The judge in the case, Ramez Khawly, rejected Rosenthal’s argument, but found a way to find Tobias not guilty anyway on the basis of his doubt about her intent in not filling out the form. Perhaps sensing the outrage that might ensue over punishing an octogenarian for a non-violent act of civil disobedience, Khawly was nevertheless too fearful, or obtuse, to uphold an argument that would set a highly inconvenient precedent from the standpoint of the state. The judge both justified and exposed his particular mix of cowardice and compassion by asking, “Could they [the Crown] not have found a more palatable profile to prosecute as a test case?”
I suppose I shouldn’t be surprised by the judge’s politically expedient decision. What shocks me is the reaction of many regular citizens, and in particular of some fellow statisticians. Let me be as clear as possible about this: support for the mandatory census is a moral abomination and a professional disgrace. It should go without saying that informed consent is a baseline, a bare minimum for morality when conducting experiments with human subjects. Forcing citizens to divulge information they would otherwise wish to keep private, on pain of throwing them in a locked cage, does not qualify as informed consent!
There is no point here in arguing that what’s being requested is a minor inconvenience, or an inconsequential imposition. Informed consent doesn’t mean “what we think you should consent to.” More than anything else, statistics is about understanding the inherent uncertainties in measurement, prediction, and extrapolation. Just because you might not object to answering certain questions, gives no reason to assume the universality of your preferences. Finally, note that to at least a small group of revolutionaries, the right not to divulge certain information to authorities was so important that it was written right into the Bill of Rights.

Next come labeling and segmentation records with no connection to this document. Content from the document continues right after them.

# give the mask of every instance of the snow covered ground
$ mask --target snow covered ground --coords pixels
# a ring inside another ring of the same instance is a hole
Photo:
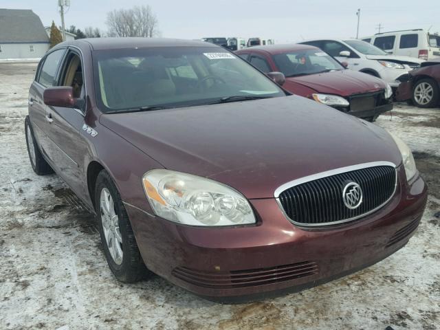
[[[36,63],[0,63],[0,329],[440,329],[440,109],[397,104],[377,124],[406,141],[430,184],[410,243],[347,277],[221,305],[155,276],[117,282],[94,217],[56,175],[32,170],[23,120]]]

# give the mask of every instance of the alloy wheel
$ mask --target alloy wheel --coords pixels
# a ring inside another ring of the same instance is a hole
[[[100,198],[101,221],[105,243],[113,261],[117,265],[122,263],[122,236],[119,228],[119,218],[115,212],[115,204],[110,191],[104,188]]]
[[[428,82],[421,82],[414,89],[414,99],[421,105],[428,104],[434,97],[434,89]]]

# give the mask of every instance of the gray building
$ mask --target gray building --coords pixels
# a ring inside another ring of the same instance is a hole
[[[0,8],[0,59],[38,58],[50,45],[40,18],[31,10]]]

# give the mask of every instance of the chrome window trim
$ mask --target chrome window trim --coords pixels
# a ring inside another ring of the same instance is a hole
[[[298,186],[299,184],[305,184],[306,182],[309,182],[311,181],[314,181],[318,179],[321,179],[323,177],[331,177],[332,175],[336,175],[337,174],[341,174],[341,173],[344,173],[346,172],[350,172],[352,170],[362,170],[363,168],[368,168],[370,167],[375,167],[375,166],[390,166],[394,168],[395,169],[395,185],[394,185],[394,190],[393,190],[393,192],[391,193],[391,195],[390,195],[390,197],[385,201],[384,203],[382,203],[382,204],[380,204],[379,206],[377,206],[377,208],[369,210],[368,212],[364,213],[362,214],[358,215],[357,217],[353,217],[352,218],[349,218],[349,219],[344,219],[343,220],[340,220],[338,221],[331,221],[331,222],[323,222],[321,223],[300,223],[300,222],[296,222],[296,221],[294,221],[292,219],[290,219],[287,214],[286,214],[285,211],[284,210],[284,208],[283,207],[283,205],[281,204],[281,202],[280,201],[280,194],[281,192],[283,192],[284,190],[289,189],[289,188],[292,188],[295,186]],[[357,219],[360,219],[364,217],[367,216],[368,214],[370,214],[375,211],[377,211],[377,210],[379,210],[380,208],[381,208],[382,206],[384,206],[384,205],[386,205],[388,201],[390,201],[390,200],[393,198],[393,197],[394,196],[394,194],[395,194],[396,192],[396,189],[397,187],[397,166],[394,163],[392,163],[390,162],[372,162],[370,163],[363,163],[363,164],[359,164],[357,165],[351,165],[350,166],[345,166],[345,167],[340,167],[339,168],[335,168],[333,170],[326,170],[324,172],[321,172],[319,173],[316,173],[316,174],[313,174],[311,175],[307,175],[307,177],[301,177],[300,179],[296,179],[295,180],[292,180],[290,181],[289,182],[287,182],[281,186],[280,186],[278,188],[277,188],[275,190],[275,192],[274,193],[274,195],[275,197],[275,199],[276,200],[276,203],[278,204],[280,209],[281,210],[281,212],[283,212],[283,214],[284,214],[284,216],[286,217],[286,219],[287,219],[290,222],[292,222],[292,223],[297,225],[299,227],[322,227],[322,226],[332,226],[332,225],[338,225],[338,224],[340,224],[340,223],[344,223],[346,222],[349,222],[349,221],[352,221],[353,220],[356,220]]]

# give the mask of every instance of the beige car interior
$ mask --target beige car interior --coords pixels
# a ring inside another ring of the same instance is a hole
[[[82,89],[82,70],[81,60],[77,55],[73,55],[67,66],[65,76],[64,86],[72,86],[74,89],[74,97],[81,96]]]

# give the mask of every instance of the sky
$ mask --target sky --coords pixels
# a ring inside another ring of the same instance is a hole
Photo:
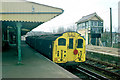
[[[104,30],[109,31],[110,7],[112,8],[113,32],[118,30],[118,2],[120,0],[27,0],[64,10],[63,14],[33,29],[33,31],[52,32],[59,27],[69,27],[82,16],[96,12],[104,20]]]

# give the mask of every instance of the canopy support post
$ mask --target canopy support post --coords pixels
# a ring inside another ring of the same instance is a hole
[[[17,27],[17,51],[18,51],[18,64],[21,64],[21,27],[22,24],[20,22],[16,23]]]

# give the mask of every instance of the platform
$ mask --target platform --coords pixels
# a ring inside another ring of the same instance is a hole
[[[120,57],[120,51],[118,48],[87,45],[86,50],[91,52],[97,52],[97,53]]]
[[[15,46],[2,53],[3,78],[75,78],[77,76],[53,63],[22,42],[22,64],[17,64]]]

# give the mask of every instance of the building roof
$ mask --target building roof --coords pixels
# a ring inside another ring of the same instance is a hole
[[[99,18],[101,21],[103,21],[103,19],[101,19],[98,15],[97,15],[97,13],[95,12],[95,13],[92,13],[92,14],[89,14],[89,15],[87,15],[87,16],[83,16],[80,20],[78,20],[78,22],[76,22],[76,23],[82,23],[82,22],[85,22],[85,21],[88,21],[88,20],[90,20],[92,17],[94,17],[94,16],[96,16],[97,18]]]
[[[16,22],[22,24],[22,35],[63,13],[63,9],[26,0],[0,0],[0,22],[15,32]]]

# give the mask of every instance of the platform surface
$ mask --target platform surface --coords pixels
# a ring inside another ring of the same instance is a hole
[[[120,51],[118,48],[87,45],[86,50],[120,57]]]
[[[17,64],[16,49],[2,54],[3,78],[78,78],[22,42],[22,65]]]

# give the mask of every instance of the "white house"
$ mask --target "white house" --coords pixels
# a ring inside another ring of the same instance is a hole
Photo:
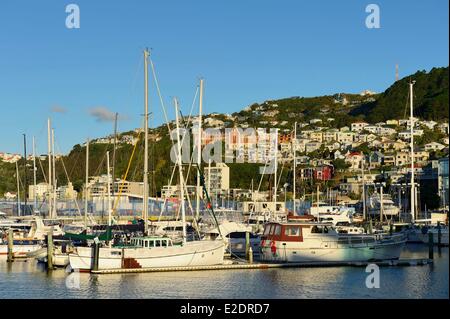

Besides the argument that the census in minimally invasive, I’ve also heard it argued that the value of obtaining complete data outweighs concerns of privacy and choice. To this I say that our desire, as statisticians, for complete and reliable data, isn’t some ethical trump card, nor is it the scientific version of a religious indulgence that purifies our transgressions.
Dealing with incomplete and imprecise data isn’t some unique problem that can be overcome at the point of a gun, it’s the very heart and soul of statistics! In the real world, there is no such thing as indisputably complete or infinity precise data. That’s why we have confidence intervals, likelihood estimates, rules for data cleaning, and a wide variety of sampling procedures. In fact, these sampling procedures, if properly chosen and well executed, can be more accurate than a census.
I call on all those who work for StatsCan or other organizations to refuse to participate in any non-consensual surveys, to stand up for their own good name and the good name of the profession, and to focus their energies on finding creative, scientifically sound, non-coercive ways to obtain high quality data.